Georgia's Environmental Protection Division (EPD) has declared a "Level 1" drought response for 53 counties --- including all of the ones in the Channel 3 viewing area.
All of the water companies in North Georgia now have to tell customers to be smart about their water use during this extreme drought.
"Water utilities have already taken action to insure that water supplies are generally good and practicing effective water conservation will help provide sufficient supplies through the coming months if dry conditions persist," said EPD Director Dunn.
Dade County Water and Sewer Authority General Manager said it's been a few years since he's been told to follow the Level 1 guidelines.
"First time we've got to stage 1 in this area in a number of years, maybe five or six," said Doug Anderton.
Part of the guidelines are letting customers know they should be conserving water whenever possible, but it's not a mandate.
"To make sure that everyone is aware we are in a drought situation, it doesn't offer too many restrictions," Anderton.
Part of these Level 1 drought guidelines suggest people waiting until after 4 pm to use water outdoors, that's typically when there's less demand.
Homeowners could be tempted to try and bring their brown grass back to life, but Anderton said don't even bother, save the water for a better cause.

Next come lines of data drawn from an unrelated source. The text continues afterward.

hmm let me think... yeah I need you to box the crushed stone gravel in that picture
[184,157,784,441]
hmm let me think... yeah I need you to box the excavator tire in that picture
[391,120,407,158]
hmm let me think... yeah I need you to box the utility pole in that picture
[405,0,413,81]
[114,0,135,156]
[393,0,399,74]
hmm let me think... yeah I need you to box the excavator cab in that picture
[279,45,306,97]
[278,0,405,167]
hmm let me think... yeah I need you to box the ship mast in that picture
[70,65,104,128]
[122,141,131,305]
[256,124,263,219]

"If it's not necessary, don't do them now. If your grass is already dead it's not likely you're going to revive it, don't bother watering it."

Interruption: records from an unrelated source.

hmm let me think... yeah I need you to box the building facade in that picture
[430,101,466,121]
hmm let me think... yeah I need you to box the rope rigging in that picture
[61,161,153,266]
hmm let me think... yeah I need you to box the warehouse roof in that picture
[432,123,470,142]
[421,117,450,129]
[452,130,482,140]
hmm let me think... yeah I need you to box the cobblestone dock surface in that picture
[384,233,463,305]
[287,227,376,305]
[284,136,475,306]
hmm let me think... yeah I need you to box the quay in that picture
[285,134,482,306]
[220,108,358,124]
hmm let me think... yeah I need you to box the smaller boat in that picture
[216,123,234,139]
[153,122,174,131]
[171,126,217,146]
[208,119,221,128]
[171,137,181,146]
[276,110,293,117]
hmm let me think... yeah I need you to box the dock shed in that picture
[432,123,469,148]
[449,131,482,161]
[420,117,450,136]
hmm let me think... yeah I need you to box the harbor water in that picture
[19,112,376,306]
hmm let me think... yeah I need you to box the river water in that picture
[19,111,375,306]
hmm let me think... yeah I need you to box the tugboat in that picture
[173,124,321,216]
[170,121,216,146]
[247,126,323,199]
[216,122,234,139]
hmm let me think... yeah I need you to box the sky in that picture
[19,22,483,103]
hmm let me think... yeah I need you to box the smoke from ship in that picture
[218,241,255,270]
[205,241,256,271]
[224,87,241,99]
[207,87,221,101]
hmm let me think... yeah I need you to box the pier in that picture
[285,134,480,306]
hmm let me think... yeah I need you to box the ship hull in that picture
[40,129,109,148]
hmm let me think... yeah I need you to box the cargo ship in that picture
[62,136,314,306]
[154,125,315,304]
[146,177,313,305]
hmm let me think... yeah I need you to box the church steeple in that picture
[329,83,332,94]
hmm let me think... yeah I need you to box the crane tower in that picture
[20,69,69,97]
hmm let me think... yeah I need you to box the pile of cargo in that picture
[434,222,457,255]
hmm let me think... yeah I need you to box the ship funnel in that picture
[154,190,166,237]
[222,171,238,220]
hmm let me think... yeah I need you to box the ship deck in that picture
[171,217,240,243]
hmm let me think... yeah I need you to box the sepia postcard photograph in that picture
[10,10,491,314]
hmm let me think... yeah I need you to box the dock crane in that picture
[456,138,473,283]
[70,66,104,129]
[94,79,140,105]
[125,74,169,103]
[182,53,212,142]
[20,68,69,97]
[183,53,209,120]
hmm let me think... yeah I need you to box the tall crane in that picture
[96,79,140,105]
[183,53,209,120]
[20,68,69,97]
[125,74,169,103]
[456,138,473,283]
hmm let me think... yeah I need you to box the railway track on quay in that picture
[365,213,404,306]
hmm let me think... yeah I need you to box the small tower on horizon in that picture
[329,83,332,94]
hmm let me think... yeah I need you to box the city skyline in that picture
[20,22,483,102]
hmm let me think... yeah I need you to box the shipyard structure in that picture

The Dade County water tanks are full and people are not in danger of a short supply this season.
But in Walker County dry ground conditions caused a water main to shift and crack on Thursday, turning off the water for hundreds of people for the day.
The dry ground can cause cracks, and problems for farmers like Ralph West from Sand Mountain.
"It's been devastating, crops did not do as well as they could have done," he said.
West sets up shop every day in Trenton with his home-grown produce. But this year, filling up his containers hasn't been so easy.
"Those tomatoes are smaller than usually have been, the okra doesn't put out as well," he said.